Once the entire organization is unconscious, the surviving members of the Family split up. Alone, Puck decides that once the group awakens he would be in immediate danger, and so decides to report the organization and cooperate fully with the FBI, for which he receives a reward of $200,000. Immediately afterward, Puck considers his options and realizing that he now has the money and time to commit to his future, decides to take Jody's advice and return to college. Alone, he begins to hitchhike to California to join Jody as she interns at the Ronald Reagan Presidential Library. Receiving a ride from a truck driver, Puck is asked what his name is, and after some internal thinking, decides to accept his legal name and chosen name together: "Peter Puck". The final monologue by Puck meditates over his new perspective on life and his personal philosophy, and renounces the concept of "freedom without responsibility", which contrasts with his idealistic opening-sequence monologue.

==Cast==
- Devon Gummersall as Peter Leslie "Puck" Gold
- Dylan Bruno as Johnny Black
- Gina Philips as Karla
- Johnny Whitworth as Sweeney
- Katharine Towne as Jody
- Steve Van Wormer as David "Double D" Dwight
- John Savage as Johnny Red
- Sabine Singh as Gin
- Bo Barron as Cool Teen
- Jordan Wall as Straight-Laced Teenager
- Gail Cronauer as Woman In Book Store

==Production==
The film's budget and schedule are used extensively (and reproduced) in Robert Latham Brown's book Planning the Low-Budget Film. It was shot in Dallas, Texas, during the summer of 2001 for just under $2 million.

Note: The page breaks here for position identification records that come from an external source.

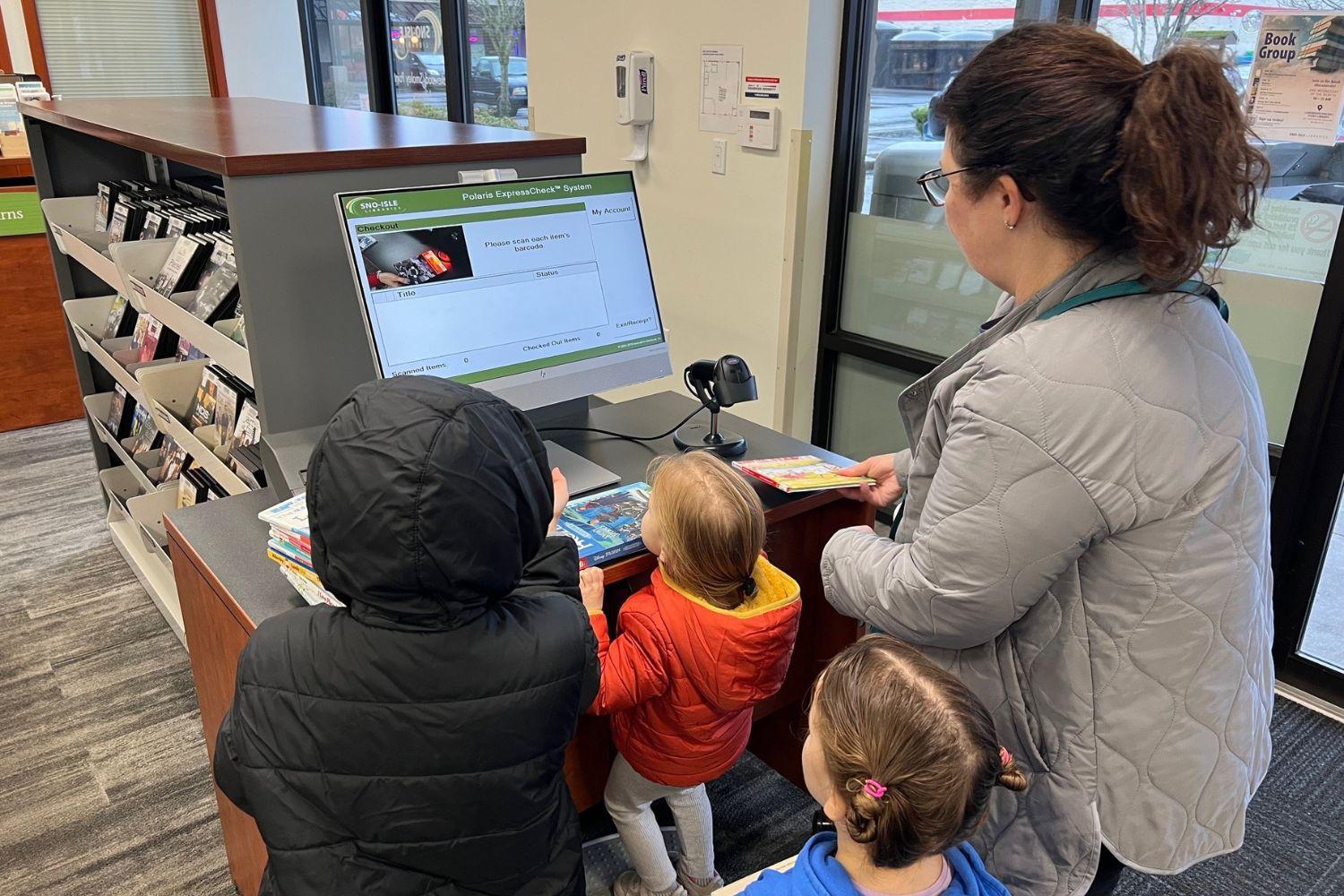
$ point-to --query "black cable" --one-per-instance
(623, 435)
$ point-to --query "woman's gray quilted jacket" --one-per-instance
(1086, 543)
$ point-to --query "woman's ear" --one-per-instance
(835, 807)
(1011, 199)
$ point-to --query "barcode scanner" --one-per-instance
(718, 384)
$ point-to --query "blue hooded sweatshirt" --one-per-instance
(817, 874)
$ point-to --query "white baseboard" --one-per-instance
(1311, 702)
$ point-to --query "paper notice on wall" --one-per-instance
(1289, 239)
(720, 73)
(760, 88)
(1296, 85)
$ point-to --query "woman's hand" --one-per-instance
(562, 497)
(387, 279)
(591, 587)
(884, 489)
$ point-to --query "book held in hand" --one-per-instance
(120, 413)
(607, 525)
(800, 473)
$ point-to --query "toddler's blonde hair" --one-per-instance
(711, 524)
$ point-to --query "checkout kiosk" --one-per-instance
(538, 290)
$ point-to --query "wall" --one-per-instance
(263, 50)
(720, 245)
(18, 35)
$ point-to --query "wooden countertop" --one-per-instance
(15, 167)
(249, 136)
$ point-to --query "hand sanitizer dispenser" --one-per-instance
(634, 97)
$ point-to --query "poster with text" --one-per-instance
(1290, 239)
(1297, 80)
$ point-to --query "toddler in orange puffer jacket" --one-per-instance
(707, 640)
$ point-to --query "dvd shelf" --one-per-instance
(117, 177)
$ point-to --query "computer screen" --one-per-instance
(538, 290)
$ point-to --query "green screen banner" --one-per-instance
(21, 212)
(481, 195)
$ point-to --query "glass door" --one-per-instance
(898, 293)
(900, 296)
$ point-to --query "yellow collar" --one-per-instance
(774, 589)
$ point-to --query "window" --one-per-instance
(902, 296)
(451, 59)
(124, 48)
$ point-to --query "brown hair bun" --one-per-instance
(1148, 159)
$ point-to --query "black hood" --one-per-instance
(425, 500)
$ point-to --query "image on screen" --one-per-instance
(491, 281)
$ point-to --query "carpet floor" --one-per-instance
(104, 786)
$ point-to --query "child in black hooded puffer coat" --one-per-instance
(414, 742)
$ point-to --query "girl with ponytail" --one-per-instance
(902, 758)
(1085, 530)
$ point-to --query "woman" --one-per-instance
(1085, 535)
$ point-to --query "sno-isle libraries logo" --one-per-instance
(370, 206)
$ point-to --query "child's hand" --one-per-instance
(591, 589)
(562, 497)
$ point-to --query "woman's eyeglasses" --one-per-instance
(935, 183)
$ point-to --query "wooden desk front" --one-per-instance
(228, 587)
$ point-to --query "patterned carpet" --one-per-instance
(104, 786)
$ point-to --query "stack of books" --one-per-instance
(607, 525)
(290, 546)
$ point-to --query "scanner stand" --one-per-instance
(581, 473)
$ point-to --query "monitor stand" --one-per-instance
(581, 473)
(285, 454)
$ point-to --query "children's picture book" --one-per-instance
(289, 516)
(112, 330)
(607, 524)
(120, 413)
(798, 473)
(147, 435)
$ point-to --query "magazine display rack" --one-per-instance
(139, 263)
(281, 164)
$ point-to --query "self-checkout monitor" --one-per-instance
(537, 290)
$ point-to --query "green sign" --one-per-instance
(527, 211)
(496, 194)
(21, 212)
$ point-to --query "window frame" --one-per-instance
(379, 66)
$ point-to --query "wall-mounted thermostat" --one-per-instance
(758, 128)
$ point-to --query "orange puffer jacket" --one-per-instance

In an interview, director Jordan Susman commented that inspirations for the film included "Animal House, Battle of Algiers, and Duck Soup... Everywhere Chico and Harpo Marx went, anarchy ensued. When they spread their anarchy, it was the most joyous thing you had ever seen. I made (lead actor Devon Gummersall) watch Duck Soup, and he saw what I wanted to show, which was a sense of personal freedom and autonomy."

==Release==

===Box office===
Released in a limited release on July 18, 2003, The Anarchist Cookbook was a box office failure, grossing $8,251 in its opening weekend, only playing in two theaters. The final domestic gross is $14,369.

===Critical reception===
The film was received with generally negative criticism. Review aggregator website Rotten Tomatoes shows a freshness rating of 39%, and Metacritic's average review score is 36 out of 100.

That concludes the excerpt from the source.